Eğer, antifaşizmin tarafında değilseniz; nesnel olarak neofaşizmin
tarafındasınız.
·
Neofaşist siyasal partiler, örgütler, hareketler; asla, konuşmak,
tartışmak için muhatap alınmamalı; onların temsilcileri ile bir masaya
oturulmamalı ve konuşulmamalıdır.
Aynı zamanda, neofaşizmin gerçek yüzünü göstermek için, onun üzerine
konuşulmalı ve tartışılmalıdır. Ama, neofaşist siyasal partilerin,
örgütlerin ve hareketlerin temsilcileri ile asla konuşulmamalı,
tartışılmamalıdır. Neofaşizmin gerçek yüzünü göstermek için yapılacak,
konuşmalar, tartışmalar; halka ve özellikle, neofaşist siyasal
partilerin, örgütlerin ve hareketlerin tabanlarına yönelik olarak
yapılmalıdır.
·
Neofaşist siyasal partiler, örgütler ve hareketlerle, aynı veya benzeri
dil konuşulmamalıdır.
·
Neofaşizm,
sol diktatörlüklerle eşit olarak görülmemeli ve değerlendirilmemelidir.
Neofaşizme karşı savaşım üç alanda yürütülmelidir.
I.
İdeolojik alanda
II.
Siyasal alanda
III.
Ekonomik alanda
I.
Neofaşizme karşı ideolojik savaşım
·
Neofaşizme karşı ideolojik savaşım, demokratik siyasal partilerin
öncülüğünde yürütülmelidir.
Sosyal demokrat ve sosyalist partiler, neofaşizme karşı ideolojik
savaşımın çekirdek güçleridir. Neofaşizme karşı ideolojik savaşımın
yürütülmesinin ve başarısının sorumluluğunu, birinci derecede onlar
taşımaktadırlar. Neofaşizme karşı ideolojik savaşımın yürütülmesinde
insiyatifi ele almalı ve elde bulundurmalıdırlar.
·
Gerçi, neofaşizme karşı savaşımın, demokratik siyasal partilerin
öncülüğünde yürütülmesi gerekmektedir. Bununla beraber,
demokratik siyasal partilerin,
neofaşizme karşı yürüttükleri ideolojik savaşımda; bilim adamlarının,
edebiyatçıların, sanatçıların yardım ve desteklerine ihtiyaçları vardır.

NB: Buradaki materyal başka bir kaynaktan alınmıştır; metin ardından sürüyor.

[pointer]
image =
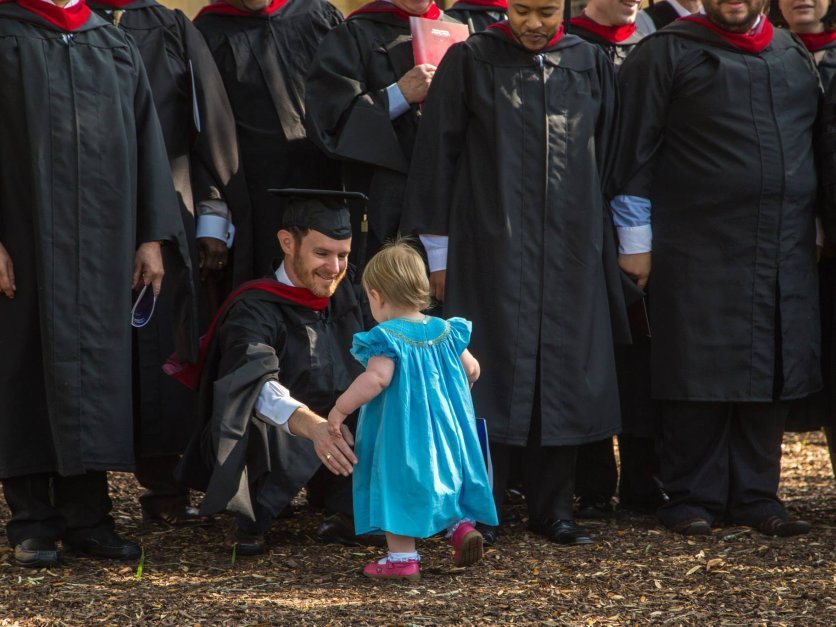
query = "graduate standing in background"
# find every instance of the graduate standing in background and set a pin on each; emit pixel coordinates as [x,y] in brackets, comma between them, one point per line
[263,50]
[507,174]
[814,23]
[199,132]
[363,96]
[661,13]
[715,174]
[85,201]
[479,14]
[610,25]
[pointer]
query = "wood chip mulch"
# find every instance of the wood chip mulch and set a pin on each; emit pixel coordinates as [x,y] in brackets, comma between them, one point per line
[636,573]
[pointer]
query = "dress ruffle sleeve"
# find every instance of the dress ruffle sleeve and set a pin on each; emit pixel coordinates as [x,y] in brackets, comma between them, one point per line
[460,330]
[374,343]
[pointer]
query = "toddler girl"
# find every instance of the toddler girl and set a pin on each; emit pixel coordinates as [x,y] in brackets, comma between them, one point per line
[420,468]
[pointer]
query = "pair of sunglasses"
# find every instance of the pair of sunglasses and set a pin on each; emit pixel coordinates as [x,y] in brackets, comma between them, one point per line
[143,307]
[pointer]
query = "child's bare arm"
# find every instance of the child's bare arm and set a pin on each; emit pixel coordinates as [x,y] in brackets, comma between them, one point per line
[373,381]
[471,366]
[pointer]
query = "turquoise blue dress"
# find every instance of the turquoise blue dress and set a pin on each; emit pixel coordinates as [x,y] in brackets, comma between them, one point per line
[420,466]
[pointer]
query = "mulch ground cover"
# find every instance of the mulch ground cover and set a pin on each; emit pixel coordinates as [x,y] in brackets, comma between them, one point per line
[636,573]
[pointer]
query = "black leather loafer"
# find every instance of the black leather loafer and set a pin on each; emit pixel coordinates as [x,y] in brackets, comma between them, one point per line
[36,553]
[693,527]
[103,543]
[249,544]
[568,533]
[185,517]
[783,527]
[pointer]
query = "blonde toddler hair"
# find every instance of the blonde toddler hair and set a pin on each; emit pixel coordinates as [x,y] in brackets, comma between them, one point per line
[398,273]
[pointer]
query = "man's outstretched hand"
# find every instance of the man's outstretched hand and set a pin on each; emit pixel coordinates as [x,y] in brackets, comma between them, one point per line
[148,266]
[333,450]
[7,273]
[637,267]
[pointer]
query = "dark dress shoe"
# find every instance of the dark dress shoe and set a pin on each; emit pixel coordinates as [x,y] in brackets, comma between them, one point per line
[488,534]
[783,527]
[36,553]
[693,527]
[181,517]
[596,511]
[339,529]
[102,542]
[567,532]
[249,544]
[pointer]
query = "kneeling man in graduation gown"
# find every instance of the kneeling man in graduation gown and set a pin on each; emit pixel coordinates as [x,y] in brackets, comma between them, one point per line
[86,197]
[507,176]
[716,175]
[276,359]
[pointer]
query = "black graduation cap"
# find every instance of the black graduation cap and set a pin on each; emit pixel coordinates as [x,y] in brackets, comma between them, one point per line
[323,210]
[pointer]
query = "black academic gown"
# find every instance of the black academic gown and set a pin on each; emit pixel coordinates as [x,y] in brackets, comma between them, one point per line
[525,259]
[83,180]
[477,17]
[348,111]
[237,457]
[263,60]
[721,142]
[203,153]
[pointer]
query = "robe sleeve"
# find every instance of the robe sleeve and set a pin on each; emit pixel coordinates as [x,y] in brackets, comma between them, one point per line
[438,147]
[158,211]
[344,116]
[460,330]
[374,343]
[215,157]
[644,82]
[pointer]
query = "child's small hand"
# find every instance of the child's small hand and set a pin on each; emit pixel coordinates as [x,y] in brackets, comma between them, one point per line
[335,421]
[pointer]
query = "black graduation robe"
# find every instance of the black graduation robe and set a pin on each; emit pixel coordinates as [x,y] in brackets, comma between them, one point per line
[83,180]
[477,17]
[826,62]
[263,60]
[526,259]
[348,111]
[638,414]
[203,155]
[262,337]
[721,142]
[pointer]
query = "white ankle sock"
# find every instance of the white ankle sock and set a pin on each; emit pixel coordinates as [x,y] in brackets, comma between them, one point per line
[400,557]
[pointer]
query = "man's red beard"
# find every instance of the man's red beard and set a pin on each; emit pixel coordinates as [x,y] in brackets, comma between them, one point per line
[308,278]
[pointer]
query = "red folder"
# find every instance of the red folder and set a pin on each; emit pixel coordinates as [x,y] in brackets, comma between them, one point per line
[432,38]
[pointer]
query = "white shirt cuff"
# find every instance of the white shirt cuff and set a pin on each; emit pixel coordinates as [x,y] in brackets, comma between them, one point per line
[635,239]
[216,227]
[275,405]
[436,247]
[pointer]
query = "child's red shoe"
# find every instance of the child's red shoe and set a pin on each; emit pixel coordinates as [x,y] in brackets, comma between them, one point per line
[409,570]
[467,544]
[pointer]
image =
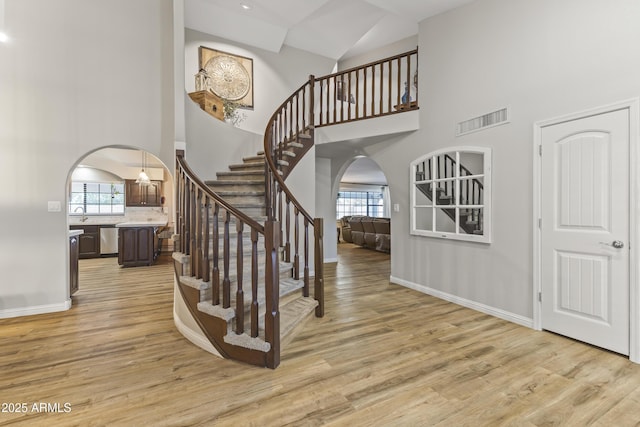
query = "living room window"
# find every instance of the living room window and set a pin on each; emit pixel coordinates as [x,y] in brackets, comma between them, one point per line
[366,203]
[96,198]
[451,194]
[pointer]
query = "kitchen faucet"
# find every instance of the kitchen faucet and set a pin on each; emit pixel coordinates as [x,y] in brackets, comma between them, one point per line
[84,217]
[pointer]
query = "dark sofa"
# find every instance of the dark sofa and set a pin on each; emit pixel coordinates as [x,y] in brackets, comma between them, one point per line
[372,233]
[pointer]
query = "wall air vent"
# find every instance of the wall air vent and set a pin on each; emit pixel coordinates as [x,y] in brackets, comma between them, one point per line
[485,121]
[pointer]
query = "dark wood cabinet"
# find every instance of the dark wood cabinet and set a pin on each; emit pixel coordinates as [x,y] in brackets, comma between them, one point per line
[136,246]
[74,252]
[143,195]
[89,241]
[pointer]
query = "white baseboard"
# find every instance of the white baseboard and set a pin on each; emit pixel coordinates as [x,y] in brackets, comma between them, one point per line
[36,309]
[496,312]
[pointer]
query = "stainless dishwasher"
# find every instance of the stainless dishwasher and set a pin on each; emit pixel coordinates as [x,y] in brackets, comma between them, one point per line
[108,240]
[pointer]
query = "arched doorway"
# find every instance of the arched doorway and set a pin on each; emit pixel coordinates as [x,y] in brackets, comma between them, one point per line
[362,200]
[104,191]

Nitelikleri dolayısıyla yaratıcı aydınlar, antifaşist harekette
genellikle ideolojik cephede bulunurlar; edebiyat, sanat ve bilimin
araçlarını silah olarak kullanırlar, faşizmin demagoji ve ahlaksızlığını
açığa çıkarır gösterirler.(1-109) Özellikle bilim adamları, neofaşizmin
ideolojisinin nasıl temelsiz ve tutarsız olduğunu göstermek için,
bilimin araçlarını silah olarak kullanacak durumdadırlar. Onlar,
neofaşizmin ideolojisinin ne olduğunu açığa çıkarıp, neofaşizmin gerçek
yüzünü halka gösterebilirler. Bu yüzden, bilim adamları, neofaşizme
karşı ideolojik savaşımın başarısı için büyük bir sorumluluk
taşımaktadırlar.
·
Neofaşizmin ideolojisi, anlamsız, tutarsız ve gerçekdışı olmasına
karşın, yığınlar üzerinde etki kazanıyor. Neofaşizmin ideolojisinin,
yığınlar üzerindeki etki gücü küçümsenmemelidir. (1-21)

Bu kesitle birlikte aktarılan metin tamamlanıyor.